Le réalisateur se plaît d’ailleurs à jouer sur les contrastes les plus saisissants. Les quartiers populaires débordant de vie et de mouvements tranchent ainsi avec les lignes géométriques, presque coupantes, des ensembles architecturaux froids et vides de la ville moderne : le plan panoramique où Eurydice est littéralement écrasée au sol entre les tours de béton est à cet égard saisissant. Aux rythmes follement entraînants de la bossa-nova, Camus oppose également les mélopées mélancoliques signées Carlos Jobim qu’entonne Breno Mello de sa voix de velours.
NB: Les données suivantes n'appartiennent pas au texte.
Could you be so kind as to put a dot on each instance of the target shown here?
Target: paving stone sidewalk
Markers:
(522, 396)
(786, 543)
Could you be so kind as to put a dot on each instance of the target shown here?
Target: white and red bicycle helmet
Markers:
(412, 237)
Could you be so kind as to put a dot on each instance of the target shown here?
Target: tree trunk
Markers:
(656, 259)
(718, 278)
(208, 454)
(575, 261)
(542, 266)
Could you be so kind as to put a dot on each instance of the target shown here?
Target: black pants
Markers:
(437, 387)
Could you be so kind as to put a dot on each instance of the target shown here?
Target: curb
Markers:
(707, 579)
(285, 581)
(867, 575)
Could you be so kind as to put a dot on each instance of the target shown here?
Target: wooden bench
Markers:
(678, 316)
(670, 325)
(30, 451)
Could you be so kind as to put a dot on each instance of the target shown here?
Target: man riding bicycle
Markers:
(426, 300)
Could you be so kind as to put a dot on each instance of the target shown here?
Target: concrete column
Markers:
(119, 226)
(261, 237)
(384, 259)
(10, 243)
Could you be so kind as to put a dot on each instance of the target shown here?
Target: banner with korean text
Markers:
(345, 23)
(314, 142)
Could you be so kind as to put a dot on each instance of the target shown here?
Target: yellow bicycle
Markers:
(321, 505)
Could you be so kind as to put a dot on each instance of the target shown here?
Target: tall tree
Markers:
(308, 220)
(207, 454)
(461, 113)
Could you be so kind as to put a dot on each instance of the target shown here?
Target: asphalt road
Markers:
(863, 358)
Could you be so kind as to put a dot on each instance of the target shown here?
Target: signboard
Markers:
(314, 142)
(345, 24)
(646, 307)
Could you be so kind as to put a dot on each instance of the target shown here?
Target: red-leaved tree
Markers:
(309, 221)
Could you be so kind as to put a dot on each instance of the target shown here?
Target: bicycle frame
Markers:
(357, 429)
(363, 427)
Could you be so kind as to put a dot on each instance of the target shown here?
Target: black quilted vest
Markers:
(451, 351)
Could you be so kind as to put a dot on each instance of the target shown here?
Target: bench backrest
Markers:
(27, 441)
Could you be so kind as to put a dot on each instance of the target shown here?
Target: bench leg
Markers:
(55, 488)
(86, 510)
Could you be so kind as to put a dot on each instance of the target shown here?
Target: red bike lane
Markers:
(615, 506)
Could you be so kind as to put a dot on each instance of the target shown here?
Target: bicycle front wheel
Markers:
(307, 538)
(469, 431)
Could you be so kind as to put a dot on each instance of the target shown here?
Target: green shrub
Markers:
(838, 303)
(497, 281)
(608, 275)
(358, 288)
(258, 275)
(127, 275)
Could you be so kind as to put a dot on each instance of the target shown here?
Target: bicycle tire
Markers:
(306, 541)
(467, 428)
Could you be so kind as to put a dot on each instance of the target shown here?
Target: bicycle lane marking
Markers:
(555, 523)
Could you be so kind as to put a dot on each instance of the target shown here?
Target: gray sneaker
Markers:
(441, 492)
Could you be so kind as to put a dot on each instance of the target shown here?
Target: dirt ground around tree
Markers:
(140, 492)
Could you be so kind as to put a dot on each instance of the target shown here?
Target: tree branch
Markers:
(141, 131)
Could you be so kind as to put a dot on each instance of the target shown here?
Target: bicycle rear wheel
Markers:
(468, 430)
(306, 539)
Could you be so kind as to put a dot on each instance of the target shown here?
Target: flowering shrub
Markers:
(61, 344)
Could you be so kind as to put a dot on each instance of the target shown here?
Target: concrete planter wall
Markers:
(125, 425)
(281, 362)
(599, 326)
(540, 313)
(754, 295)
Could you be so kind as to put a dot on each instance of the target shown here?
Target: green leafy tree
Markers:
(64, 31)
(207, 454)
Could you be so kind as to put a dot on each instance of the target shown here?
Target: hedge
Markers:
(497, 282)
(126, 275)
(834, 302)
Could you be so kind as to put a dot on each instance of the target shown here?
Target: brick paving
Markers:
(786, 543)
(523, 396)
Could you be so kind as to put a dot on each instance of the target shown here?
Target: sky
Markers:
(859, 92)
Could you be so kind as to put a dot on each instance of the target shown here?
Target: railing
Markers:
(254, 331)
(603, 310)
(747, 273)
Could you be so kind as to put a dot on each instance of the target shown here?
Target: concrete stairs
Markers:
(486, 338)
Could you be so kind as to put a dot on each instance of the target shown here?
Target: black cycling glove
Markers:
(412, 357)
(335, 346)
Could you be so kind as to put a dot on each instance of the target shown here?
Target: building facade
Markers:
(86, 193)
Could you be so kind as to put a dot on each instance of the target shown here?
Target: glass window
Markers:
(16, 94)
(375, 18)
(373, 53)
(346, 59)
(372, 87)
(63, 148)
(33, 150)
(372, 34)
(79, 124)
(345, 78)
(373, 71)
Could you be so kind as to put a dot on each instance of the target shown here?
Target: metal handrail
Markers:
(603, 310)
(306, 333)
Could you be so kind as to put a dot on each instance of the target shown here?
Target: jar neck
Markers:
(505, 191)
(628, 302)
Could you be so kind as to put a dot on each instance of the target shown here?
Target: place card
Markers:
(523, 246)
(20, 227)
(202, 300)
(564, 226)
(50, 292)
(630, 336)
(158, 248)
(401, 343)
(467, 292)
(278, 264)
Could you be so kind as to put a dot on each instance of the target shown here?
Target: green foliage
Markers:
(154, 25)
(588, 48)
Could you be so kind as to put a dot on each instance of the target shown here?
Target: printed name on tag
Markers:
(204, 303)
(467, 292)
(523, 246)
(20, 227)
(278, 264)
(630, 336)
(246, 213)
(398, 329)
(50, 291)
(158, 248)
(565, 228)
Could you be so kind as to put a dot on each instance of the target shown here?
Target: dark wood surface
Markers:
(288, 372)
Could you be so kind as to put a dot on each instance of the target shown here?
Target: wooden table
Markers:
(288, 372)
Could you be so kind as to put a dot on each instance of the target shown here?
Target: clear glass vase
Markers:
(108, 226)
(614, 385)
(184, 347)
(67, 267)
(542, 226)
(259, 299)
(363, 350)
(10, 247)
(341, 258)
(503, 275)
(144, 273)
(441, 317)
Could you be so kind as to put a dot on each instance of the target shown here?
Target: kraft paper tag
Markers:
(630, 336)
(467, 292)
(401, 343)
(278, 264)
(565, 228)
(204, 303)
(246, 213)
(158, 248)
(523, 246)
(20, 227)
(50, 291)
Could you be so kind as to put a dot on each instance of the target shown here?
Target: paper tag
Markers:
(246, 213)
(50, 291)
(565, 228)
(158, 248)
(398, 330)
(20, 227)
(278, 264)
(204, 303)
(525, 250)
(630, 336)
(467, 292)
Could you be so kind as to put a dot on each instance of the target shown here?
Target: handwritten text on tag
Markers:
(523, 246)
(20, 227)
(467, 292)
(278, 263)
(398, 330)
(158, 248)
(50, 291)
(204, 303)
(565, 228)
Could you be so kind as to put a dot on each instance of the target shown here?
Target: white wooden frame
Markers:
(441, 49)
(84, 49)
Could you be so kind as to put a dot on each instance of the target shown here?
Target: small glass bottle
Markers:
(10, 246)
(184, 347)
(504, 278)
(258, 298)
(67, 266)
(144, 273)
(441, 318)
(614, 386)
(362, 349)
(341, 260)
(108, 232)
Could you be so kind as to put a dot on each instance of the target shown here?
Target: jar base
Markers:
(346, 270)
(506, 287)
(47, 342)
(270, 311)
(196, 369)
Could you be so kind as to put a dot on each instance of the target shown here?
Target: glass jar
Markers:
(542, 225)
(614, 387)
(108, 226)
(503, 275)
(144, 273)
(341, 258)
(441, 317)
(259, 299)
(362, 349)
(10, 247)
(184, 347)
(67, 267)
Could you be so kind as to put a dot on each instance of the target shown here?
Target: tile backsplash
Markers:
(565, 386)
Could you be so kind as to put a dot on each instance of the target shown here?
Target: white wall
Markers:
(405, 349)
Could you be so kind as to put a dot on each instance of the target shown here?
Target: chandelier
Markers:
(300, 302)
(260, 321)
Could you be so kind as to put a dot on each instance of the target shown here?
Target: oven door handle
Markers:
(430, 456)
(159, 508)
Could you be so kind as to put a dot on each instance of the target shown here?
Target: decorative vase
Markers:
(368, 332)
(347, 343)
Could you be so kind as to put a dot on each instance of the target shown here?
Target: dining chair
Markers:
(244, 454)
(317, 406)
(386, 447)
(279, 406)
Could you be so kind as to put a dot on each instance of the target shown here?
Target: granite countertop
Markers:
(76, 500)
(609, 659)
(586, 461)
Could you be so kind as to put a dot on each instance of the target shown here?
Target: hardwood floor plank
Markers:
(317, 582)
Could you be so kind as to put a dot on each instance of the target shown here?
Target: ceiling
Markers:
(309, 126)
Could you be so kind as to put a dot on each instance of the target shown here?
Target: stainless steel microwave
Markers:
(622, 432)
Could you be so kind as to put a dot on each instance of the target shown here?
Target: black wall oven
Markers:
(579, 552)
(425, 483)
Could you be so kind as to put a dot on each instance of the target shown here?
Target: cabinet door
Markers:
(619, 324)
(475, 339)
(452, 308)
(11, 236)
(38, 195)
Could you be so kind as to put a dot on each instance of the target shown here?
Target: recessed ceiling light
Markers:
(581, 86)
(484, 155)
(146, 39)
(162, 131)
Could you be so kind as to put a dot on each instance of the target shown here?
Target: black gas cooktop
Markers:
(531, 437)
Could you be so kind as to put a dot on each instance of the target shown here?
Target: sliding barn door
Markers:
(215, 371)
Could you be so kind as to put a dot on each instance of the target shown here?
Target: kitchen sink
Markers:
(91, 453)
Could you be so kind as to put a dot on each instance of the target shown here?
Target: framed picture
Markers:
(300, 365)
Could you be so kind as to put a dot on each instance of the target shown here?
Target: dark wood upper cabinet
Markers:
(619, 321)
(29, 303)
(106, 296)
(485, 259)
Enfin, le cinéaste enchaîne avec bonheur les ruptures de ton qui soulignent la dimension baroque de cette mosaïque d’images foisonnantes. On passe de la comédie sentimentale, avec ses inévitables chassés-croisés amoureux, à la tragédie antique avec son chœur composé par les deux garçons suivant Orphée en toutes occasions, au drame fantastique avec son atmosphère d’étrangeté où l’on convoque les esprits. Les deux comédiens principaux, totalement inconnus, sont lumineux et frémissants d’émotion. Œuvre singulière et atemporelle, Orfeu Negro a remporté coup sur coup la Palme d’Or du festival de Cannes et l’Oscar du meilleur film étranger.